La société Romano Brands réplique que les relations commerciales entre la société Minuty et elle ont duré 10 ans, pour avoir débuté en 2003. Elle fait valoir que par mail du 1er juin 2013, la société Minuty a exprimé son souhait d'abandonner toute idée de rompre les relations. Elle soutient que la société Minuty a fait naître une confiance légitime dans la pérennité de cette relation établie depuis plus de 10 années. Elle explique qu'elle n'a pas été informée d'une rupture, mais d'un partage de marché avec un autre importateur. Elle estime alors que compte tenu de la durée des dix années de relation commerciale, de sa dépendance vis-à-vis de la société Minuty, elle aurait dû bénéficier d'un préavis d'au moins deux années.

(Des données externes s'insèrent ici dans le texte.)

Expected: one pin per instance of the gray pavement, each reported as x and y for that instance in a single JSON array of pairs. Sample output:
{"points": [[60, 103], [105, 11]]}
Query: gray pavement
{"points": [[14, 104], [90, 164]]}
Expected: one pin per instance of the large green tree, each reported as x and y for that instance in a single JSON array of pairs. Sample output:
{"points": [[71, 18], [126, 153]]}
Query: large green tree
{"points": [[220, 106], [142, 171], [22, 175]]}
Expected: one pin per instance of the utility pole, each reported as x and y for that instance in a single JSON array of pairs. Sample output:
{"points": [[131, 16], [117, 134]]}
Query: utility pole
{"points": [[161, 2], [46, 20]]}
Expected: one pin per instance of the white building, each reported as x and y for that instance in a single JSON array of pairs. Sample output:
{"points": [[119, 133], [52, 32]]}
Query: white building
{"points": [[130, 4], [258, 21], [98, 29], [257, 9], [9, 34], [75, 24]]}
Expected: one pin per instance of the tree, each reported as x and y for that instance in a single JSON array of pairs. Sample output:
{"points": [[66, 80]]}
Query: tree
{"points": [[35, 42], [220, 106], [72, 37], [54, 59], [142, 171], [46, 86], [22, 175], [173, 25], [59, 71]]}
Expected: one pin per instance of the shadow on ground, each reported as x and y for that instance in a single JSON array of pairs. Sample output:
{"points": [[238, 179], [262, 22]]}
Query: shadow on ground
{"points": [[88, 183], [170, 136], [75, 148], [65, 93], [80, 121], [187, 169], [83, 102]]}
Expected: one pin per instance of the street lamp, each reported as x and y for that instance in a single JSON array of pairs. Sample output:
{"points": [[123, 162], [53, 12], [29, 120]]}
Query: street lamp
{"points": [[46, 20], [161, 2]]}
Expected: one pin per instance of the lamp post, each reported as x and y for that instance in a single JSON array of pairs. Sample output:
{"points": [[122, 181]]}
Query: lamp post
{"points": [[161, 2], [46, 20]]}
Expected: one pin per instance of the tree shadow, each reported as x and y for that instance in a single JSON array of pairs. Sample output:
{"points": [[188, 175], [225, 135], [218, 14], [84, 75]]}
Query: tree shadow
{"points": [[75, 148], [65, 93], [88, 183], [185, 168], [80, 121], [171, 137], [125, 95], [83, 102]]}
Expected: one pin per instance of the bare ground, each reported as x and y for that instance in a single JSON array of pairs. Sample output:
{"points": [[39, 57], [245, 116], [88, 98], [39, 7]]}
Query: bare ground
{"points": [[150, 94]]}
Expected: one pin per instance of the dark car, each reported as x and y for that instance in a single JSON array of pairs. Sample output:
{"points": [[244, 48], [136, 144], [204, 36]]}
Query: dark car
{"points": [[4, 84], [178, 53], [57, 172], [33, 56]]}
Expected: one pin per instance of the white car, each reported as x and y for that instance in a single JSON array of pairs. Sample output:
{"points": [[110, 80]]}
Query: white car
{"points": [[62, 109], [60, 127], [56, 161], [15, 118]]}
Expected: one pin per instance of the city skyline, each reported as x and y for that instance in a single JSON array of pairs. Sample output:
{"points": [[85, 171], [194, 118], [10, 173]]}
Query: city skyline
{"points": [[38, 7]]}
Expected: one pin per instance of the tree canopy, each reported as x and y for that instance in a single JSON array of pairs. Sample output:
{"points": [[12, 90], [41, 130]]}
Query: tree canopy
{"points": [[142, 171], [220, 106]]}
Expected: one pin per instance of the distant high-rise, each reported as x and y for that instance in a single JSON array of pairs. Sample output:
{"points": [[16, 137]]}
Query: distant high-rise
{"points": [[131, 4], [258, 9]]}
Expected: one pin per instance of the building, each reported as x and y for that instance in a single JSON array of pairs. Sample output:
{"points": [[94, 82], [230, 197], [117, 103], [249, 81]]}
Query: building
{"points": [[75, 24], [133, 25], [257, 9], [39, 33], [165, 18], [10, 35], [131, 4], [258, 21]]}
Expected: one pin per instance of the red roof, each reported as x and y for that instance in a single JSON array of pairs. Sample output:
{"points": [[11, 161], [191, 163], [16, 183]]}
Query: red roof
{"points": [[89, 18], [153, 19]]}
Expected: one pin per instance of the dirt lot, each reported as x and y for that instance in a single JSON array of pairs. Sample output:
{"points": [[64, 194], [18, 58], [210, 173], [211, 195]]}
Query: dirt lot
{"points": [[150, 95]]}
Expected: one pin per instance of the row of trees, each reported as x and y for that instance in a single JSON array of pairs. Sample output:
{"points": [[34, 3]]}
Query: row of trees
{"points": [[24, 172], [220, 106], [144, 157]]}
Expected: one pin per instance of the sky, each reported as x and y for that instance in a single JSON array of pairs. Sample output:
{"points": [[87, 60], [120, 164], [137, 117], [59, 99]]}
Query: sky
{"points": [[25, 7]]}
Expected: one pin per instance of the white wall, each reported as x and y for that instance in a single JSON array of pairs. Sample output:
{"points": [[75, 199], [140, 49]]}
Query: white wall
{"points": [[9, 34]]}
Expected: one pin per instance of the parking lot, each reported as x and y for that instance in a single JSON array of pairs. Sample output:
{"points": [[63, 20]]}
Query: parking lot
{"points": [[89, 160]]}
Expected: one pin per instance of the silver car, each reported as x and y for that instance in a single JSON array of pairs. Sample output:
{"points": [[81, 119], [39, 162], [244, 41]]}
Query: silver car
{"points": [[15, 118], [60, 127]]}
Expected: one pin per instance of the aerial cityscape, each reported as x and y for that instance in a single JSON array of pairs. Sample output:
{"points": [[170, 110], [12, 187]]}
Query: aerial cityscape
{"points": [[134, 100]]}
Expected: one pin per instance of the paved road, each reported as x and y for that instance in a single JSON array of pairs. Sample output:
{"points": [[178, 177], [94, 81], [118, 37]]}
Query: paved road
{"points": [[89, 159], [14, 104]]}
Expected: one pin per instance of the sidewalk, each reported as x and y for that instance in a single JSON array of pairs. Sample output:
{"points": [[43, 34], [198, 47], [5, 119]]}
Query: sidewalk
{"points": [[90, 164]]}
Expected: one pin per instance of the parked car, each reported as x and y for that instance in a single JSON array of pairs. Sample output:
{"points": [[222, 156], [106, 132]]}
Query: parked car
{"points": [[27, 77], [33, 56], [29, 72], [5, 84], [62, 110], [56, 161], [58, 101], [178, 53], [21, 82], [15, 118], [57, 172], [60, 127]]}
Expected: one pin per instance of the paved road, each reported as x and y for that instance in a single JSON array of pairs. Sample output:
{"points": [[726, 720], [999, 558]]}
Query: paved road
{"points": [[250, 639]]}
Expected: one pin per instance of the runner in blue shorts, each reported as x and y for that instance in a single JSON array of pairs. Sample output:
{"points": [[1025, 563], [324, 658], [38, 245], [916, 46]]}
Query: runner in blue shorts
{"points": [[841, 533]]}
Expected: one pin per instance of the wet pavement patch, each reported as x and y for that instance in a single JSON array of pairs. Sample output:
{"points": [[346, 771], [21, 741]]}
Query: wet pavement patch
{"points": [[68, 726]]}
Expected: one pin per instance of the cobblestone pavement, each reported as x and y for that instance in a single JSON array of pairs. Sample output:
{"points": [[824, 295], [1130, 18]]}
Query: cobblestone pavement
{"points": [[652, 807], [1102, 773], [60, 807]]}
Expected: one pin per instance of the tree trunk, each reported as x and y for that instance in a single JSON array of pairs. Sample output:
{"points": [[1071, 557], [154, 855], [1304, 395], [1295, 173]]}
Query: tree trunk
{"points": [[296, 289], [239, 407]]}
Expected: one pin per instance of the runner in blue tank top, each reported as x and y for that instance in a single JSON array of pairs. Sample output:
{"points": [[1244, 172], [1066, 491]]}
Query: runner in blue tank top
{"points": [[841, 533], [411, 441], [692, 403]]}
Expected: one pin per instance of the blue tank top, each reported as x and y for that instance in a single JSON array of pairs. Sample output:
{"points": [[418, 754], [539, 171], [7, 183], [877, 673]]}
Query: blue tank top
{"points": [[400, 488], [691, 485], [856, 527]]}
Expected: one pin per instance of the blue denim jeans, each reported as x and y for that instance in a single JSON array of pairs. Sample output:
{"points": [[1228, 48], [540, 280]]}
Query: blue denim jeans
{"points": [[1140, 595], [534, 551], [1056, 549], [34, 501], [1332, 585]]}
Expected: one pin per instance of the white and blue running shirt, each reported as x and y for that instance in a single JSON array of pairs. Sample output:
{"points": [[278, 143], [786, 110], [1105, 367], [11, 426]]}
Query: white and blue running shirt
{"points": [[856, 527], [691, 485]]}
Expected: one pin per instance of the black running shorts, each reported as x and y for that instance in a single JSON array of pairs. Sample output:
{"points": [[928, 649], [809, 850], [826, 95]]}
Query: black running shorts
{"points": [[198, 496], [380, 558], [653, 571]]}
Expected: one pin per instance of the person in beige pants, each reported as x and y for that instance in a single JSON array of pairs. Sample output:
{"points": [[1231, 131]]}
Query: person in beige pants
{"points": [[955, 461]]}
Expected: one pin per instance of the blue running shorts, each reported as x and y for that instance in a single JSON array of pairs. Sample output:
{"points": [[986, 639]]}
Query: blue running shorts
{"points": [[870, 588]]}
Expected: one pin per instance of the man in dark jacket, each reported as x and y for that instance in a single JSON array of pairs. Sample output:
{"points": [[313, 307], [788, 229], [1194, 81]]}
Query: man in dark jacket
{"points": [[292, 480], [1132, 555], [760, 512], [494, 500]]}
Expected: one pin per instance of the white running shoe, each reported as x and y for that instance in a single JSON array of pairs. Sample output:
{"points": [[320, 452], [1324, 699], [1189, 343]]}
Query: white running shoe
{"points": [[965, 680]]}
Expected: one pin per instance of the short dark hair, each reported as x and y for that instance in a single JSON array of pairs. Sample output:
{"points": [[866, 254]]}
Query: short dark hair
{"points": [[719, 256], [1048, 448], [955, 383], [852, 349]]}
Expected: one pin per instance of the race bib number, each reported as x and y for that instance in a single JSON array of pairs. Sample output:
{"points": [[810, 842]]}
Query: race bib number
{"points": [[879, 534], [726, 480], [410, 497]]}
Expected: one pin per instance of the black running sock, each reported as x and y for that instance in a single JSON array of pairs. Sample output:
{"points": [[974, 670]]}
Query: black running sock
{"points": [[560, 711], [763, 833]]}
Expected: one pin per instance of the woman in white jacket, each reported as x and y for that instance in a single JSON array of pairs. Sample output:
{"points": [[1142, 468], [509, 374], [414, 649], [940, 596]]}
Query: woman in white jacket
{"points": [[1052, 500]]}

Aux termes de l'article L. 442-6, I, 5° du Code de commerce :

" Engage la responsabilité de son auteur et l'oblige à réparer le préjudice causé le fait, par tout producteur, commerçant, industriel ou personne immatriculée au répertoire des métiers (...) de rompre unilatéralement, même partiellement, une relation commerciale établie, sans préavis écrit tenant compte de la durée de la relation commerciale et respectant la durée minimale de préavis déterminée, en référence aux usages du commerce, par des accords interprofessionnels. Les dispositions qui précèdent ne font pas obstacle à la faculté de résiliation sans préavis, en cas d'inexécution par l'autre partie de ses obligations ou en cas de force majeure ". Les parties s'opposent sur la durée de la relation commerciale établie, la brutalité de la rupture, et le préjudice subi par la société Romano Brands.

Sur le point de départ de la relation commerciale établie

Il est de principe que l'article L. 442-6, I, 5° du Code de commerce s'applique aux cas où la relation commerciale entre les parties revêtait, avant la rupture, un caractère suivi, stable et habituel et où la partie victime de l'interruption pouvait raisonnablement anticiper pour l'avenir une certaine continuité du flux d'affaire avec son partenaire commercial. La société Minuty ne conteste pas que les commandes ont commencé à lui être passées dès 2003 par la société Romano Brands, elle en conteste seulement les conséquences juridiques quant à l'application de l'article précité.

Il ressort de la pièce n° 2 produite par la société Romano Brands, dont les chiffres ne sont pas contestés, que les commandes de celles-ci ont débuté dès l'année 2003, pour se poursuivre de manière continue jusqu'en 2013. Il n'y a pas lieu de vérifier le montant des commandes en 2003 et 2004 dès lors qu'il apparaît que ces commandes étaient régulières tout au long de ces années et que la société Romano Brands pouvait donc dès l'année 2003 raisonnablement anticiper pour l'avenir une certaine continuité du flux d'affaires avec la société Minuty.

Dans ces conditions, la société Romano Brands justifie d'une relation commerciale établie avec la société Minuty débutée en 2003.

Sur la date de la rupture

Il est de principe que le caractère prévisible de la rupture d'une relation commerciale établie ne prive pas celle-ci de son caractère brutal si elle ne résulte pas d'un acte du partenaire manifestant son intention de ne pas poursuivre la relation commerciale et faisant courir un délai de préavis.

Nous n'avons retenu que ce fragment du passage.